A comment on my latest commits. I don't particularly like the fact that in _search_for_backing_files_recursively() there are some code branches that are non obvious. Precisely we have that:

  • orignal-from-zarr is what we look for, in the dask graph, when searching for the files that are "backing" the raster data.
  • read-parquet and read_parquet are the respective names that we look for when the data is stored in parquet files. If dask-expr is not enabled then we have read-parquet, otherwise we have read_parquet.
  • after finding read-parquet/read_parquet, the data is either stored into creation_info either into a tuple v[1]['piece'][0]. I have linked to the dask code where this is specified.

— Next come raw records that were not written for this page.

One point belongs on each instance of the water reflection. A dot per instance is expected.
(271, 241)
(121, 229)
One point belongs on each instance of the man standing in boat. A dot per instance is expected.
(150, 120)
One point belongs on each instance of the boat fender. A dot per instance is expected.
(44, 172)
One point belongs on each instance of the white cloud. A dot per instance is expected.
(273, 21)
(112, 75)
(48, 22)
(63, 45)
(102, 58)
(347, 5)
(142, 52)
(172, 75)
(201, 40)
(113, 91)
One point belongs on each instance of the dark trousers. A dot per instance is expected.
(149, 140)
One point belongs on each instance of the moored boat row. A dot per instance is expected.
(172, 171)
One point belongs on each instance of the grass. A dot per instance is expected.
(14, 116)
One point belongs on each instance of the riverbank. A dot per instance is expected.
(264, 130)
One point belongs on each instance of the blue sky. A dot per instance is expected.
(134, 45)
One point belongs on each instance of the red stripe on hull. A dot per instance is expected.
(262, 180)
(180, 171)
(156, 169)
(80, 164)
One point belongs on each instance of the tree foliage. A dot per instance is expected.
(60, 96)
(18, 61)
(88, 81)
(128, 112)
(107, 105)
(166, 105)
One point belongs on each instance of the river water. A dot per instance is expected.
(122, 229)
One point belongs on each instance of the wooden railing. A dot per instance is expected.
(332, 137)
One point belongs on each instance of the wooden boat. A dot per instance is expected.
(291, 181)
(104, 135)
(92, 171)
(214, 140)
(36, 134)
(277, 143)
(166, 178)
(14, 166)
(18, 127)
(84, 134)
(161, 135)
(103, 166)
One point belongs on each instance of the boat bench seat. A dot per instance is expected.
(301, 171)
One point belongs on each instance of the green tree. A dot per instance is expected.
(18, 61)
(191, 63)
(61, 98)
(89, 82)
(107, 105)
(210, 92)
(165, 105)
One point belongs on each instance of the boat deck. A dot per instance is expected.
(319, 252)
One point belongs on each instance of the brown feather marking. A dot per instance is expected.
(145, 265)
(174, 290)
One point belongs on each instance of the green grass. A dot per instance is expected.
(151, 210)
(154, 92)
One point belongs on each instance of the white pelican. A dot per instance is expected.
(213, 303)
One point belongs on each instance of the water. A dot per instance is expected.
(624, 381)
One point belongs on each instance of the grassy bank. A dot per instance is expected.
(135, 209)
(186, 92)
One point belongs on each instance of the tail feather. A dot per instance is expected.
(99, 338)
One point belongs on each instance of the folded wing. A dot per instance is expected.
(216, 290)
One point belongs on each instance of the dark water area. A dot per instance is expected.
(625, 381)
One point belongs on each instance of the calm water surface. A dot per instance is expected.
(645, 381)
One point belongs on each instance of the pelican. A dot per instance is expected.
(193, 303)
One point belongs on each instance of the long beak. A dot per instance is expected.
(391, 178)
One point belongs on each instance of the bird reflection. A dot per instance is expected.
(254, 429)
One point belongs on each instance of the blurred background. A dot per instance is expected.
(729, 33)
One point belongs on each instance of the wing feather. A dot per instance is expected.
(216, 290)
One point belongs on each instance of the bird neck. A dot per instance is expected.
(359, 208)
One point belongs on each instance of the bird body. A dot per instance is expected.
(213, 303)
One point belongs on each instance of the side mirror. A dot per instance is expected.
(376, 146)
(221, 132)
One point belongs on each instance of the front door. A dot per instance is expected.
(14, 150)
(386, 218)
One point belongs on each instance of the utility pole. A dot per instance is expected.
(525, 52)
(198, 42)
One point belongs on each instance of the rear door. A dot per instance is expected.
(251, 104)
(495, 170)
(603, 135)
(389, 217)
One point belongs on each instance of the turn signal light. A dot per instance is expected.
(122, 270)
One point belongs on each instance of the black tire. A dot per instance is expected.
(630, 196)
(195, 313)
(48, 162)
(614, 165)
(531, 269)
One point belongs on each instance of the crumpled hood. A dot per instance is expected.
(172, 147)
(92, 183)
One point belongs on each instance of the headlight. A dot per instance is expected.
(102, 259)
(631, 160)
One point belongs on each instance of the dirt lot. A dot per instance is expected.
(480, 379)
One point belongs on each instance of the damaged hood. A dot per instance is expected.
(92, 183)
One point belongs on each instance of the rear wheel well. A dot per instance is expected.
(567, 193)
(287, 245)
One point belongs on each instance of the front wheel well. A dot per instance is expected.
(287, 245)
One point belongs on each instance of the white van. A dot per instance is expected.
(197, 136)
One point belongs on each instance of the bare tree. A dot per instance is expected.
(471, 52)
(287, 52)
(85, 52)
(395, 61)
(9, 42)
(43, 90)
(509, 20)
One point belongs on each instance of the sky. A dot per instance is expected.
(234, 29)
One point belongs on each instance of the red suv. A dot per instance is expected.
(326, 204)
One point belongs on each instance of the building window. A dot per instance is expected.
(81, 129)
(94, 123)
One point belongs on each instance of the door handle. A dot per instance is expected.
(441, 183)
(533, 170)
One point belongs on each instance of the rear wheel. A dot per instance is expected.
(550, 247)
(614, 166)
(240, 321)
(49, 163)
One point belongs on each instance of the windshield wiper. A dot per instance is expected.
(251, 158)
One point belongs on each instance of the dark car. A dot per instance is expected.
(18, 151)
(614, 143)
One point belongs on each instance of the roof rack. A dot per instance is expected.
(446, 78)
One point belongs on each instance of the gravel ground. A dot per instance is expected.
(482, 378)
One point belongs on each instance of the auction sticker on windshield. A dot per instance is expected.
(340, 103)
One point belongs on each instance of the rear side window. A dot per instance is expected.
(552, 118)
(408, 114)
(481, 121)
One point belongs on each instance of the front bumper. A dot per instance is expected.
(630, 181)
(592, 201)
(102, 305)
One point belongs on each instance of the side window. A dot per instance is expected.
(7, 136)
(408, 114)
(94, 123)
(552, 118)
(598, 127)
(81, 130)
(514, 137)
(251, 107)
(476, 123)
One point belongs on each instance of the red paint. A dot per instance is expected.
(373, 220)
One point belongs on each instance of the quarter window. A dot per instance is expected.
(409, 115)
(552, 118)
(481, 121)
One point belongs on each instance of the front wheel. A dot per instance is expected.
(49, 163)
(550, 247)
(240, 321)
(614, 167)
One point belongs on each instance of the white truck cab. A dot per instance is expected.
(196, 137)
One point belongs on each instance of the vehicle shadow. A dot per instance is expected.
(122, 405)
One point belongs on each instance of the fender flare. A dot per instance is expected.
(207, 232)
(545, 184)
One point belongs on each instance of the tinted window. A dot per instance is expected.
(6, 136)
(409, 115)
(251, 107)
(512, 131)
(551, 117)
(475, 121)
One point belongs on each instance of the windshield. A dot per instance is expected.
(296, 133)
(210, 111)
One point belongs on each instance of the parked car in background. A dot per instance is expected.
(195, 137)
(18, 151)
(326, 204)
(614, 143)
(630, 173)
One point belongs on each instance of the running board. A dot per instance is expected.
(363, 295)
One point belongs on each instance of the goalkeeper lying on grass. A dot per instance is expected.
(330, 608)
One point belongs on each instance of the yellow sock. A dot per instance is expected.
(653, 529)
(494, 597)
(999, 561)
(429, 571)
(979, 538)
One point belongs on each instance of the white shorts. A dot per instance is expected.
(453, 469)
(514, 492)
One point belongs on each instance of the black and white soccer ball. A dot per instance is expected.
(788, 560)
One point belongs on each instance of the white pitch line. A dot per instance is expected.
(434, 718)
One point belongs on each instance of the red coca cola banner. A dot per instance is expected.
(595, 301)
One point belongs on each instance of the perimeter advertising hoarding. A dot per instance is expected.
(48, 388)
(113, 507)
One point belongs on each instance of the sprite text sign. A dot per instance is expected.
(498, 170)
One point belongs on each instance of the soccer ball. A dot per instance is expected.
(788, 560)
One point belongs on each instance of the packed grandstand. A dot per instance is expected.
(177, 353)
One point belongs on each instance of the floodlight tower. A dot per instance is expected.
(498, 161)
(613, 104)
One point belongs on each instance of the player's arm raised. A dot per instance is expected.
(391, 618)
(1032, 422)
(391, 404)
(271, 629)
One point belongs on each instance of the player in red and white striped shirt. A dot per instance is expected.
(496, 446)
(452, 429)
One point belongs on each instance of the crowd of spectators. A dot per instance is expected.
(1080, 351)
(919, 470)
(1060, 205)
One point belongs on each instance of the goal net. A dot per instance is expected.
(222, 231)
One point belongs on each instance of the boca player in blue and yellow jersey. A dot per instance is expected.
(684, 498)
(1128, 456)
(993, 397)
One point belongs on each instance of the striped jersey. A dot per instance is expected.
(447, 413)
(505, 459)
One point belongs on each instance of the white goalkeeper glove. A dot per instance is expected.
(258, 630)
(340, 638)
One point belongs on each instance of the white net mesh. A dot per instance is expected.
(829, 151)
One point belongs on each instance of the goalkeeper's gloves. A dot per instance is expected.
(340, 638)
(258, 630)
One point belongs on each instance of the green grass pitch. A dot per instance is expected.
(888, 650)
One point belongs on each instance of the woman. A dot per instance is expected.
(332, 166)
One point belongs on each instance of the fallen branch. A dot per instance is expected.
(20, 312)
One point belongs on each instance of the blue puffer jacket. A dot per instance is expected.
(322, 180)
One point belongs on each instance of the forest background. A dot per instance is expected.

While original-from-zarr is occurring all the times, for instance in my install (latest dask, dask-expr disabled), I fall into the case: read-parquet + piece.

I don't like the fact that it's difficult to test all these cases since they depend on the specific versions installed, and also that it's possible that these patterns will change over time when new versions of dask are released.

I have tried adding some tests for _search_for_backing_files_recursively() (the function that searches for the file paths in the dask graphs) to cover the various cases (each time I have to install a different dask version and pickle a file), but this approach is also not optimal because we start getting opaque pickle files.

I therefore propose the following:

  • we support only recent versions of Dask (I have set a new minimum in the requirements)
  • We could consider asking the Dask devs to provide an API replacing get_dask_backing_files(), i.e. which an API to search for standard file-read operations from common formats (such as Zarr, Parquet, etc.).

Nevertheless, the currently implemented behavior is safe and ready to merge.